PPS: And for those who might (crazily) demand solutions from a man who just spent 4,000 words quibbling about punk semantics, I got you. I mean, of course I don’t. These are just off the top of my head and I wouldn’t swear by (or have the guts to attempt) half of ‘em, but I feel like I should throw some stuff out there. If any of it works, please name a garden devoted to brutalist sculpture after me. 

To Win Society, the Left Should (if they haven’t already) (with, again, the major caveat that I write about hardcore for a reason: I have many opinions and am not a genius):

  1. Learn how to use guns. Not out of revolutionary delusion. They’ll always have more guns. But the future of America is guns, just like it always is, and a side with zero understanding of their appeal and zero familiarity with how they work besides jokes about small dicks is going to lose. Also wouldn’t hurt to become a market share within the weapon industry. 
  2. Demand a return of the draft/national service, the only way to ensure that America’s armed forces don’t continue its current trajectory of being a separate warrior caste; essentially a rightist fifth column that trains only to maintain empire and funnel more demi-fascists into our already militarized police class. 
  3. Boycott Amazon, but actually do it this time
  4. Vote in primaries, local elections, school board elections, all of it. Run if you’re not a complete weirdo (or if you’re a complete weirdo with charm to burn).

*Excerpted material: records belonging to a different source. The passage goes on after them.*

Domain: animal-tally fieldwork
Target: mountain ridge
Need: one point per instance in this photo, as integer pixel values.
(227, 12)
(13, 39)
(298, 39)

  5. Learn a second language.
  6. Break up the majority of indie rock bands, as though they were monopolies, and force all the more competent musicians to go to nursing school
  7. Interact with people on the right, either to convert them with class consciousness, seduce them with gender fluidity, or to find out where they live and then rob them.
  8. Understand, on a cellular level, that the utopian dream of the internet, that information wants to be free, was not foolish or a bad dream; but it did fail. Irrevocably so. If you consume art or media, pay for it. At least to whatever degree you are able. Anything else is anti worker. Think of it like a tithe. To Lemmy, if that helps.
  9. Cease using the word “punk” in any capacity, other than to describe bands that sound exactly like either Discharge or Blatz, no other exceptions, for a duration of no less than fifty (50) years.